King, de 77 años, ha escrito ahora alrededor de 80 libros, incluyendo el recién publicado “Never Flinch”.
El thriller de misterio trae de vuelta a la reciente protagonista favorita de King, la investigadora privada Holly Gibney, quien hizo su debut en solitario en “If It Bleeds”. Son las inseguridades de Gibney, y su disposición a enfrentarlas, ha hecho que King regrese a ella.
“Me dio placer ver a Holly convertirse en una persona más segura”, dice King. “Nunca supera todas sus inseguridades. Ninguno de nosotros lo hace”.
“Never Flinch” es un recordatorio de que King siempre ha sido menos un escritor de género que uno centrado en los personajes.
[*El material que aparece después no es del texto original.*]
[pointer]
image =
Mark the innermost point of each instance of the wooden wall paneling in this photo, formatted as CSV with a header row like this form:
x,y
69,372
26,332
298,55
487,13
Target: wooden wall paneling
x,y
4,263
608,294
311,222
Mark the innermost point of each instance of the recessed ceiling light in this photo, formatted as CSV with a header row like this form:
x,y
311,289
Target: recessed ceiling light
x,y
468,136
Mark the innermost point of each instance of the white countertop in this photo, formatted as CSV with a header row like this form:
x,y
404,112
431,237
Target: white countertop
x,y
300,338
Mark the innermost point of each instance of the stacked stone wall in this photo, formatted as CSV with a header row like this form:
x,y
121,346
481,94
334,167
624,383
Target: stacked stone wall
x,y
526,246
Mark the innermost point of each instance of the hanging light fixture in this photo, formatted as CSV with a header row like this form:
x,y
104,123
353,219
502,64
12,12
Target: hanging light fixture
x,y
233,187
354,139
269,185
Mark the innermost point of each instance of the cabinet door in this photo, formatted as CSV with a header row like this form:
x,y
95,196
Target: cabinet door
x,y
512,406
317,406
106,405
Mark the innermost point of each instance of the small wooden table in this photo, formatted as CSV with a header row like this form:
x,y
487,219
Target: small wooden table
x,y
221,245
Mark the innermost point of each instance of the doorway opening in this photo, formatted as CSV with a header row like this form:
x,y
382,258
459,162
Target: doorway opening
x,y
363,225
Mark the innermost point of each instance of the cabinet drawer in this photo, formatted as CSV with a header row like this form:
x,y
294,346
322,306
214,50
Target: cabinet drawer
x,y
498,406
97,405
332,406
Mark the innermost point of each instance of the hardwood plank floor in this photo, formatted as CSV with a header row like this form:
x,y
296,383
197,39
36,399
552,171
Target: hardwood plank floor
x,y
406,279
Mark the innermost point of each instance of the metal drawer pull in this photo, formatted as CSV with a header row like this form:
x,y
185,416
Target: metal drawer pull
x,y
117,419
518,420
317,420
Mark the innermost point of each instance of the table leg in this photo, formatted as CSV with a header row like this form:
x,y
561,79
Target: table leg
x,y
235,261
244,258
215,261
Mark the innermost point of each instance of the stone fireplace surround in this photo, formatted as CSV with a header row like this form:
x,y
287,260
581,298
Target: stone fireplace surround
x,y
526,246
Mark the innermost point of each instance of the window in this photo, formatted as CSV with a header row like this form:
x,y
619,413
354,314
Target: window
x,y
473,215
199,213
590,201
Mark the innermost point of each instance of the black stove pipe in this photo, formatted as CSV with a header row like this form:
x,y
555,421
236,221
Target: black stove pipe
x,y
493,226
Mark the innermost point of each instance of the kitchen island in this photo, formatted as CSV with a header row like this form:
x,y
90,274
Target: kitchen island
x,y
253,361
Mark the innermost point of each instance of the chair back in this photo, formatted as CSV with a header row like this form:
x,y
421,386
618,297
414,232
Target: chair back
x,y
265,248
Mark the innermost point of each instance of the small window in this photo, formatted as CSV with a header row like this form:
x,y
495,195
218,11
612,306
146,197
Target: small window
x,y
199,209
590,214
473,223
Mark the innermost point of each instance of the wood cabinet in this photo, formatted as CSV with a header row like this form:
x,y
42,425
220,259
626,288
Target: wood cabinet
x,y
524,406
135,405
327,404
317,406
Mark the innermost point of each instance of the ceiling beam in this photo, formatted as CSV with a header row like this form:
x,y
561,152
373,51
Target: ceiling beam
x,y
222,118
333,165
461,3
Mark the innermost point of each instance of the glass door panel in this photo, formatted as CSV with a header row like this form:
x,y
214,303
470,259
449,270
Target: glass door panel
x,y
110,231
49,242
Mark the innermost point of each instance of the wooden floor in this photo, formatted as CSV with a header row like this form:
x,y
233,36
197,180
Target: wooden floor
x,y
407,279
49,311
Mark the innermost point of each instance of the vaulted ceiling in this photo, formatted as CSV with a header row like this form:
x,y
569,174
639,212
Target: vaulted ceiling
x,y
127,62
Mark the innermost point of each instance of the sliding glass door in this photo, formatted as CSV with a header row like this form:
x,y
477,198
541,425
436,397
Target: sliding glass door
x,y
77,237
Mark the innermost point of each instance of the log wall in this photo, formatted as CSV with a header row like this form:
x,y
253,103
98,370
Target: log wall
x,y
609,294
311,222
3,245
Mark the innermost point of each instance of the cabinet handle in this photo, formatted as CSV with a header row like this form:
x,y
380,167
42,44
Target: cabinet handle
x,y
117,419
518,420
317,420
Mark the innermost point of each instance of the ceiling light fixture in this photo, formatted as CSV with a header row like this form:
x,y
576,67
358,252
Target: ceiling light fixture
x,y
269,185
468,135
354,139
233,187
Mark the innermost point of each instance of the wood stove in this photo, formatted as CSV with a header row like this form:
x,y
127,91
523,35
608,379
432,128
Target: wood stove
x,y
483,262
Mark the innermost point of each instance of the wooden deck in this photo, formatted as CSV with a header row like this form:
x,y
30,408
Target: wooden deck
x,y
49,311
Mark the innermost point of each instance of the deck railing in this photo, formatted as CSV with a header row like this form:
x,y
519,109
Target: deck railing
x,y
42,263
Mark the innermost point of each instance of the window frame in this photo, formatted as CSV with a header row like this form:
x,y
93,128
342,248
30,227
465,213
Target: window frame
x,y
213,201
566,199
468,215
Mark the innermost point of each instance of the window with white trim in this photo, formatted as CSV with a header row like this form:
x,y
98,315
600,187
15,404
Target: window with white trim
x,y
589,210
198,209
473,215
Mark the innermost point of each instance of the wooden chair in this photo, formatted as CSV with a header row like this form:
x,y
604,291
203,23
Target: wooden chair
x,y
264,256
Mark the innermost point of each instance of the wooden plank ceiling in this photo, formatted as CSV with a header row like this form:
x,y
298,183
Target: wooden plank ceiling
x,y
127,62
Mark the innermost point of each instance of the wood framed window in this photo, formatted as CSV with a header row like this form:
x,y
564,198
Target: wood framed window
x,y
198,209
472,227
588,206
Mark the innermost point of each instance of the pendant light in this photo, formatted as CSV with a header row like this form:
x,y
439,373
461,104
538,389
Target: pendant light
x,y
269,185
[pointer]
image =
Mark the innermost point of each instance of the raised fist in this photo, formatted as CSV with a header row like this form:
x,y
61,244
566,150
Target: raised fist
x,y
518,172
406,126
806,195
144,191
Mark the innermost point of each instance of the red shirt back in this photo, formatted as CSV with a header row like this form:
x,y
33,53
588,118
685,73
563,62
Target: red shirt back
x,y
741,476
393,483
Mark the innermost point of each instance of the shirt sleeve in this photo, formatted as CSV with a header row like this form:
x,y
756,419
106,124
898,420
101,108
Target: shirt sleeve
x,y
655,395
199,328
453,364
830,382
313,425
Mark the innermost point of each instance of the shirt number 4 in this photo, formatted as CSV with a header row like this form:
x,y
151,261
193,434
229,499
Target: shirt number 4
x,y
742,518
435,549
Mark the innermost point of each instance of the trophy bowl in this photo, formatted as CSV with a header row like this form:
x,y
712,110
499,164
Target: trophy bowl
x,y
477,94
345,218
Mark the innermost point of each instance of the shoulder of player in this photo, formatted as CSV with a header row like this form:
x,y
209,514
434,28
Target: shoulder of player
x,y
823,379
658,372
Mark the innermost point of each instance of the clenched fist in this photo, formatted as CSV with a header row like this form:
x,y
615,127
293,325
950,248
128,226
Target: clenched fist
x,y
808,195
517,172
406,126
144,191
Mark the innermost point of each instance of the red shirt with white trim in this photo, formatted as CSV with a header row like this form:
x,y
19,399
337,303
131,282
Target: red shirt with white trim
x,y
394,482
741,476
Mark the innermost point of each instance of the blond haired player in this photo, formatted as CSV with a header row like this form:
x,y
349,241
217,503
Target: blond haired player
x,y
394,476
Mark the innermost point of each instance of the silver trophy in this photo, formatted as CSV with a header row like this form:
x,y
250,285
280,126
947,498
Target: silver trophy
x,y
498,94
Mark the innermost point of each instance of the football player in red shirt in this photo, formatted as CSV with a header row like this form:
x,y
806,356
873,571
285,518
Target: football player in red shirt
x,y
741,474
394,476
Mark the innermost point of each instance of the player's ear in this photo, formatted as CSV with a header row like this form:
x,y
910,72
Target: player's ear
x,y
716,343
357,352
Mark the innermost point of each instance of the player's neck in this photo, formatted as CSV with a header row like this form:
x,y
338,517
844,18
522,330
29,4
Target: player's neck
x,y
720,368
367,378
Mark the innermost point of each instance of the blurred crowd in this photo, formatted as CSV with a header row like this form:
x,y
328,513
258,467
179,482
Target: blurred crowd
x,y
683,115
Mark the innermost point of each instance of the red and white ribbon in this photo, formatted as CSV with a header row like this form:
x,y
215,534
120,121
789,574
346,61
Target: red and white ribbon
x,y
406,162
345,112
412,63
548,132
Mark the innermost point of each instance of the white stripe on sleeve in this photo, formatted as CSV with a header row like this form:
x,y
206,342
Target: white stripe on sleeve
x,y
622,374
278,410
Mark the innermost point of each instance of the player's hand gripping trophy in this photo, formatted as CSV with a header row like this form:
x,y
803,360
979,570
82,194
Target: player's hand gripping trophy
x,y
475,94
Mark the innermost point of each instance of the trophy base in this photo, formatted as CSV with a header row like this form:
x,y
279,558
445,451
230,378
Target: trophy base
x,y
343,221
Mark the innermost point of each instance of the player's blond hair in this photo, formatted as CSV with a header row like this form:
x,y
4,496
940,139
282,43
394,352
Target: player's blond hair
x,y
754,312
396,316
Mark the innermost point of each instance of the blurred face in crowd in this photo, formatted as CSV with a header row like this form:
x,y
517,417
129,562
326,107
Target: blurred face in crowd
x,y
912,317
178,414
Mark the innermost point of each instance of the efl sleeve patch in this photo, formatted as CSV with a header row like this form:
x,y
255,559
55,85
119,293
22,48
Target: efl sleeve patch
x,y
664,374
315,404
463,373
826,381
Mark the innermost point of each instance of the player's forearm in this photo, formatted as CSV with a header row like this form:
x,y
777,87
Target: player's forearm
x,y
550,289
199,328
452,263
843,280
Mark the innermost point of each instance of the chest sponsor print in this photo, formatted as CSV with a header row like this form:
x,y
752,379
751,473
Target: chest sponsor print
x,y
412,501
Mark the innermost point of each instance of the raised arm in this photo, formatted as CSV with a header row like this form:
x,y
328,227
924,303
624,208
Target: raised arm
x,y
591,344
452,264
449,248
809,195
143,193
Tiende a enamorarse de un personaje y seguirlo en las buenas y en las malas.
“Soy feliz escribiendo. Por eso lo hago tanto”, dice. “Soy un tipo alegre porque me deshago de todas esas cosas oscuras en los libros”.
Las cosas oscuras, como dice King, no han sido difíciles de encontrar últimamente, concede. El tipo de desastre por cambio climático que se encuentra en “The Life of Chuck”, dice King, a menudo domina sus ansiedades.
“Nos estamos acercando a ser el único país que no reconoce que es un problema real con el carbono en la atmósfera”, dice King.
“Políticos de derecha pueden hablar lo que quieran sobre cómo estamos salvando el mundo para nuestros nietos. No les importa eso. Les importa el dinero”.
King ha sido a veces crítico del presidente Donald Trump, cuyo segundo mandato ha incluido batallas con las artes, la academia y la financiación pública. En los próximos cuatro años, King predice, “La cultura va a irse al subsuelo”.